To Be Continued! Part Two of Dan's London Adventure to follow tomorrow (hopefully). Same time same place!

[1]I say monotony, which is a word with a negative connotation, despite the fact that said monotony hasn’t yet bothered me that much.
[2]But that night ended in a pub crawl, and I don’t think I should be blamed for something that ends up being excellent. Even if it was in no way my intention.
[3] Ref: post on this blog, Every single other.
[4]If you did not receive this Christmas card: Facebook has a limit on the number of people who can be “tagged” in a “note,” I suppose to ensure that I don’t flood your News Feed with penile enlargement cream advertisements. This limit is very low. If you did not receive my festive Christmas card, send me a short note, and I will decide whether I love you enough to extend this extra effort. I mean, I’ll send it to you. Is what I mean. Although, admitting that you read this blog might reflect poorly on your taste, and the card may not be worth it.
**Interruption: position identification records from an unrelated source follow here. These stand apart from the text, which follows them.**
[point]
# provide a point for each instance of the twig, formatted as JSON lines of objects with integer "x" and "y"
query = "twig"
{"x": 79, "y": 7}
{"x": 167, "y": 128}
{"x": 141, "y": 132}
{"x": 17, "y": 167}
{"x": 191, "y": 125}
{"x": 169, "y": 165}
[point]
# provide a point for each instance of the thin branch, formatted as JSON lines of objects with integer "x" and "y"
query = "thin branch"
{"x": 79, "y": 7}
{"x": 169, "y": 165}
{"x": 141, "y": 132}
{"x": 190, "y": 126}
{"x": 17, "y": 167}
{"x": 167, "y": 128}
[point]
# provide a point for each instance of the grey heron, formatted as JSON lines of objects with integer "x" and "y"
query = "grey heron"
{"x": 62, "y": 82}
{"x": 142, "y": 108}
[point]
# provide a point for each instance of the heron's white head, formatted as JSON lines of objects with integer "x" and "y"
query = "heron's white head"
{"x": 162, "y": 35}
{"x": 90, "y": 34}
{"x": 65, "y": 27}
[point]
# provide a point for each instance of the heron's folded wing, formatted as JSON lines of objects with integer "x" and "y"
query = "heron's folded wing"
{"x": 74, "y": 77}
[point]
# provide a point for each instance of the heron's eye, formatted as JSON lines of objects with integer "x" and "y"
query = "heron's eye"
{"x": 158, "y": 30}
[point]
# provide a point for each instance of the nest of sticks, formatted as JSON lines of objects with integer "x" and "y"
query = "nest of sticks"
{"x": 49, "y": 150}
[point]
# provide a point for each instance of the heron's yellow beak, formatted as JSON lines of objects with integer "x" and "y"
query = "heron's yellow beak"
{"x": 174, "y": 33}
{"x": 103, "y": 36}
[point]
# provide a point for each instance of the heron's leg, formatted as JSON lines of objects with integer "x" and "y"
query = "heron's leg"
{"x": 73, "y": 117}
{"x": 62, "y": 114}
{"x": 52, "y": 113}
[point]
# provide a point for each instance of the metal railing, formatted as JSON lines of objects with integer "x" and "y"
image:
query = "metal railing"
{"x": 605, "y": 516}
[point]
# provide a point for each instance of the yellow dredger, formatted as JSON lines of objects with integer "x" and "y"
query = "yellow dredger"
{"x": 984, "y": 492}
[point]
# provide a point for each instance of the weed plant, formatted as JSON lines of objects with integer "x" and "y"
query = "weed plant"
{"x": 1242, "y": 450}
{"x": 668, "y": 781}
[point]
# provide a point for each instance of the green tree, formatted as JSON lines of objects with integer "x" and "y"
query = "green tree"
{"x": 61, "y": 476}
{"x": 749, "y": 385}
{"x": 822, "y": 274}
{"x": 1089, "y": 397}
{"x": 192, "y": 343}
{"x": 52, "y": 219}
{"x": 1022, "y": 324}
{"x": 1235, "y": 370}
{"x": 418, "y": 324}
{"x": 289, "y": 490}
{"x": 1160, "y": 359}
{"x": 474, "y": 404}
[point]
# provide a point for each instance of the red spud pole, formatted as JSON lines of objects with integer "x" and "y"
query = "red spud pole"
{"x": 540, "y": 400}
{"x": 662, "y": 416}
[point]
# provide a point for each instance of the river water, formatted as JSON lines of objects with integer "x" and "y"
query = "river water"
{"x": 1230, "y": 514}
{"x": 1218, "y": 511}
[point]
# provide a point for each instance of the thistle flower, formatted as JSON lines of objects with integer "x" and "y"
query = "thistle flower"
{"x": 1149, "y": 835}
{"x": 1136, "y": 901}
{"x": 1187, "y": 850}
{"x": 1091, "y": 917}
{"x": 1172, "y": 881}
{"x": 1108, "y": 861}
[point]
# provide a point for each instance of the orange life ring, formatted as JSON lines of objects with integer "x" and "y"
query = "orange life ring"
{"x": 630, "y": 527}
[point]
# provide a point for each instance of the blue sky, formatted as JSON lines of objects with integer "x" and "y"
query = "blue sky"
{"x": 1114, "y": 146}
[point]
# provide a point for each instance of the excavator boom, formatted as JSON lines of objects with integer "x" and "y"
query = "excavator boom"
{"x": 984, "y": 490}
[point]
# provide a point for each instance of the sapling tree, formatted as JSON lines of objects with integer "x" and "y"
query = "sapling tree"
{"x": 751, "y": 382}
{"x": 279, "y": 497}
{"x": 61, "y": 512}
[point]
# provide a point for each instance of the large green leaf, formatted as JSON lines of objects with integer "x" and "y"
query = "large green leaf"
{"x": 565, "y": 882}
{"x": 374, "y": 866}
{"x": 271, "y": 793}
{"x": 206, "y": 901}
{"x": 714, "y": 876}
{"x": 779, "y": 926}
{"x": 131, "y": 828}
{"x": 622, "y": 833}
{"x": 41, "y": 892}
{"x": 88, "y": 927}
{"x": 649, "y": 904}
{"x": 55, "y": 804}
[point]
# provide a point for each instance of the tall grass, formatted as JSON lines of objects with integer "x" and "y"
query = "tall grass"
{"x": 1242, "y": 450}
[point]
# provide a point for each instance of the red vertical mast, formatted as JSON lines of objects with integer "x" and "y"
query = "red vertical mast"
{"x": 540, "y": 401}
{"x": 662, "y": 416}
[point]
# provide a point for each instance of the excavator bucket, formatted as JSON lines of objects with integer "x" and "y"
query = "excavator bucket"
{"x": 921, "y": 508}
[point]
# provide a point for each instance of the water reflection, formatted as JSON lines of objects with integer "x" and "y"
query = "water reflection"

[5]A note for those of you who have not traveled the skies with a non-American company: they have these things called meals, which they feed you on long flights, for free. This is not the same as American Airlines’ “bistro bag,” which is a cold sandwich and a bag of chips for which they charge you $37. International carriers also routinely come through the cabin to offer you more bread or drinks, instead of just throwing a pack of pretzels at you and yelling at you to stow your tray table and turn your iPod off. For an illuminating look at the difference, please reference THIS true story from a friend of mine’s blog, who has in no way approved this link.
[6]Although my hotel was in a Middle Eastern neighborhood of the city, so at least the signs included SOMETHING that I didn’t understand. This was strangely comforting.
[7]If someone wanted to play a really sick experiment on me, they’d wait two or three months from now, drug me in the night, and take me back to the US. If I went to sleep in Georgia, and woke up in my parents’ house in America, I would probably need to be hospitalized.
[8]If you are reading this, Michael, I do not owe you any more money.
[9]They are apparently too selfish to carry all their presents to London and back so their volunteer son can have a real Christmas.[10]
[10]Um, just kidding, mom.
[11]Do not bother trying to analyze this simile; it is as confusing as a parrot wearing mittens.
[12]The English take another holiday the day after Christmas; the vibe seems similar to the day after Thanksgiving. According to our first tour guide, Boxing Day is so named because, in the days of the aristocracy, the day after Christmas was the one holiday of the year for one’s house servants – obviously they had to clean up after you ON Christmas – and was the day on which you would present them with their Christmas boxes. One box on one day a year probably made up for having to clean up horse poop the other 364.
[13]Favourite, perhaps.
[14]If you were expecting to see a joke here on a blog that my boss reads, you’re crazy. But MAN are there some good ones. It’s a shame. Back to the blog.
[15]If the cucumber was horizontal relative to the floor, and not vertical. In case you were wondering.
[16]I think the tube stop near St. Paul’s is even called, “St. Paul’s, Masterpiece of Famed English Architect Sir Christopher Wren.” Also, there’s a tube stop called, “Cockfosters.” Remember when I mentioned that my boss reads this blog? What am I even doing, here?